The single-scale patch-based sampling strategy, which composes the entire image by moving patches, has certain drawbacks, especially when the stride is large, leading to noticeable checkerboard artifacts. Therefore, in practice, we use smaller strides and multiple scales to avoid checkerboard artifacts. Additionally, we perform multiple multi-scale fusions on the intermediate samples xt in the diffusion model, rather than just one fusion, which improves image quality as shown in Figure 10. Moreover, using blocks of three scales is not essential; combining blocks of two different sizes usually performs better than using a single scale.

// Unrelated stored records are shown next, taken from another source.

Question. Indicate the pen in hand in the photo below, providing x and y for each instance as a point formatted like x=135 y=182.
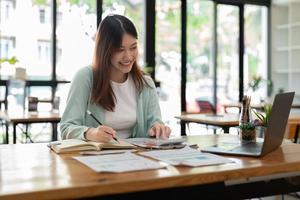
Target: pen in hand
x=91 y=114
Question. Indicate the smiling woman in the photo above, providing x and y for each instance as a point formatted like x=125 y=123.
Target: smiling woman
x=115 y=89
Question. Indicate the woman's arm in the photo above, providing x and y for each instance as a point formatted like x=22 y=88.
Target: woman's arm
x=154 y=120
x=72 y=124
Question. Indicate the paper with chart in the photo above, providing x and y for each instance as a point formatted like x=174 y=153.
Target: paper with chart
x=124 y=162
x=152 y=143
x=187 y=157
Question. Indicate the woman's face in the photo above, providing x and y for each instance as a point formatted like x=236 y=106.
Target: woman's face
x=124 y=57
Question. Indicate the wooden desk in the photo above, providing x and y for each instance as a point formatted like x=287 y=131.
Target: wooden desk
x=294 y=120
x=32 y=171
x=16 y=118
x=256 y=106
x=224 y=121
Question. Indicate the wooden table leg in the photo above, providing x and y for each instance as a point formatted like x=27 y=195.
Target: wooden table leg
x=14 y=133
x=54 y=131
x=296 y=133
x=182 y=125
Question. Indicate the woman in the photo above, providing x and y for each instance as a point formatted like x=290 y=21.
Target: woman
x=114 y=90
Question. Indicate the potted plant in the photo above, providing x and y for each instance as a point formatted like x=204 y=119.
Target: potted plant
x=262 y=120
x=247 y=132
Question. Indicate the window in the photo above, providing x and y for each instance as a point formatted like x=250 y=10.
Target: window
x=7 y=47
x=228 y=54
x=200 y=69
x=168 y=59
x=44 y=51
x=75 y=37
x=7 y=8
x=255 y=55
x=42 y=16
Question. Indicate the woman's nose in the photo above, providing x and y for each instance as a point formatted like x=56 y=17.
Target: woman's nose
x=128 y=54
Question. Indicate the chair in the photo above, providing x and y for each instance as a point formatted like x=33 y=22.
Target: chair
x=206 y=107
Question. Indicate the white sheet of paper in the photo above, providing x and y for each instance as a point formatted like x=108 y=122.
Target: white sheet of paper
x=156 y=143
x=186 y=156
x=105 y=152
x=124 y=162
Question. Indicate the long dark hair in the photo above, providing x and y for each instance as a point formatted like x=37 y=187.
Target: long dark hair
x=108 y=40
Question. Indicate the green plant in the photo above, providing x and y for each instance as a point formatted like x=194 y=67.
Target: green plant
x=264 y=117
x=247 y=126
x=13 y=60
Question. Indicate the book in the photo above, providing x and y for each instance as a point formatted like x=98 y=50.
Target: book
x=71 y=145
x=152 y=143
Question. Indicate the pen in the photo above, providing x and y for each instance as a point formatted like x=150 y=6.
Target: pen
x=91 y=114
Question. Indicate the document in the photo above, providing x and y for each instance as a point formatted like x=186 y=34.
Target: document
x=186 y=156
x=152 y=143
x=117 y=163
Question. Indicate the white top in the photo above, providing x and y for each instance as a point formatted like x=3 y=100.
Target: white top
x=123 y=118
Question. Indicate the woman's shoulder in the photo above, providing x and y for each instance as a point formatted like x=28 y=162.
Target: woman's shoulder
x=84 y=73
x=149 y=80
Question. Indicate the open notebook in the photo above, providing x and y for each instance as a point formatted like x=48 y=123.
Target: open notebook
x=71 y=145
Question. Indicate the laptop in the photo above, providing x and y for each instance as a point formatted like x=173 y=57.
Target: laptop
x=273 y=136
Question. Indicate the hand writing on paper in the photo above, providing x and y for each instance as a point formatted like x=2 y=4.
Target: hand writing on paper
x=100 y=134
x=160 y=131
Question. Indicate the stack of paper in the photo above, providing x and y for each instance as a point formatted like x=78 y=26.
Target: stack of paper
x=186 y=156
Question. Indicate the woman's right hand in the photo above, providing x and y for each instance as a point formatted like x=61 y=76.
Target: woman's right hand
x=100 y=134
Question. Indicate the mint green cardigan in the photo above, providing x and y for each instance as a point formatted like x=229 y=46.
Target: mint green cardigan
x=75 y=121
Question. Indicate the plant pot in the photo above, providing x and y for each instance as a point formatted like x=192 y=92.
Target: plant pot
x=247 y=135
x=261 y=131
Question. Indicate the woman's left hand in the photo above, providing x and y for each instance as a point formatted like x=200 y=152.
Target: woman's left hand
x=160 y=131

The single-scale patch-based sampling strategy, which composes the entire image by moving patches, has certain drawbacks, especially when the stride is large, leading to noticeable checkerboard artifacts. Therefore, in practice, we use smaller strides and multiple scales to avoid checkerboard artifacts. Additionally, we perform multiple multi-scale fusions on the intermediate samples xt in the diffusion model, rather than just one fusion, which improves image quality as shown in Figure 10. Moreover, using blocks of three scales is not essential; combining blocks of two different sizes usually performs better than using a single scale.
Thanks for your reply. But in the actual inference process, the sampling strategy based on single-scale patches composes the entire image without moving patches. In the denoising process of the diffusion model, the model's noise prediction for each patch is usually only related to the intra-patch information. Therefore, moving blocks does cause checkerboard artifacts. This phenomenon is usually caused by inconsistent denoising levels in different areas. Even if multi-scale fusion is not used, checkerboard artifacts are usually not caused if the patch segmentation is kept unchanged. In fact, the most common phenomenon is the artifact at the junction of patches.
The method of constructing the entire image by moving patchs mainly refers to WeatherDiffusion [TPAMI 2023]. To address the smoothness at the junctions of non-overlapping blocks, WeatherDiffusion involves moving and averaging the blocks to form the whole image. Therefore, we attempt to mitigate this issue by reducing the stride and using multiple scales.
I would like to ask how to understand “uneven overlapping” in the conventional patch-based sampling strategy. In other tasks, I did not find the checkerboard artifacts shown in the paper in the conventional patch-based sampling strategy. In addition, if the conventional patch-based sampling strategy has checkerboard artifacts, why can the multi-scale method proposed in this paper solve this problem?